I palestinesi hanno ricordato a Trump che è necessaria una soluzione a due Stati in Medio Oriente. L’Iran ha auspicato che Trump rispetti gli accordi sul dossier nucleare. Il presidente cinese Xi Jinping ha inviato un messaggio di congratulazioni affermando di voler lavorare con lui nel rispetto del «win-win principle», vale a dire di una collaborazione vantaggiosa per entrambe le parti. 

Il Vaticano si è espresso attraverso Pietro Parolin, segretario di Stato. «Prendiamo nota con rispetto della scelta espressa dal popolo americano, che mi dicono anche essere stata caratterizzata da una forte affluenza alle urne. E poi facciamo gli auguri al nuovo presidente, perché il suo servizio possa essere fruttuoso e assicuro anche la nostra preghiera che lo illumini e lo sostenga nel servizio della sua patria ma anche nel servizio del benessere e della pace nel mondo: c'è bisogno di lavorare tutti per cambiare la situazione mondiale che è di grande lacerazione».

LE PROSSIME TAPPE - Donald Trump è il nuovo presidente Usa, ma prima che si insedi alla Casa Bianca passeranno oltre due mesi. Un periodo durante il quale lo Studio Ovale continuerà ad essere occupato da Barack Obama.
Non a caso il presidente uscente dopo il voto continuerà ad esercitare le sue prerogative, anche con un ultimo viaggio in Europa per incontrare i principali leader europei a Berlino e partecipare a un vertice internazionale in Sudamerica. Il tutto dal 14 al 21 novembre.

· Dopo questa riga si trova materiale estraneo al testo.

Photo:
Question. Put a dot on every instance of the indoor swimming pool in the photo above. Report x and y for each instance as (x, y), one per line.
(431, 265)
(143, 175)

Il primo vero atto politico del nuovo Commander in Chief sarà il discorso sullo stato dell’Unione a fine gennaio, primi di febbraio.

* PRESIDENTIAL TRANSITION. E’ un periodo di interregno tra l'elezione del nuovo presidente e il suo effettivo ingresso alla Casa Bianca. Dura oltre due mesi, nel corso dei quali si completa il processo elettorale. Processo che si conclude con l'insediamento del nuovo Congresso chiamato a confermare il voto dei 'grandi elettorì. Nel frattempo il presidente entrante designa la sua amministrazione: dai membri del nuovo governo ai vertici di tutte le principali agenzie federali.

* INAUGURATION DAY. La data è fissata per il 20 gennaio 2017. E’ il giorno dell’investitura del nuovo presidente e del cambio della guardia con Barack Obama. Momento clou è il giuramento, seguito dalla tradizionale parata a Washington lungo Pennsylvania Avenue, la principale arteria di collegamento tra Capitol Hill, sede del Congresso, e la Casa Bianca.

* STATE OF THE UNION. La data viene fissata tra la fine di gennaio e i primi di febbraio. Il nuovo presidente terrà un discorso davanti al Congresso riunito in sede plenaria per tracciare le linee guida della sua agenda legislativa e del programma che intende attuare durante il suo primo anno di mandato. Ogni anno si apre con il discorso sullo stato dell’Unione del presidente degli Stati Uniti.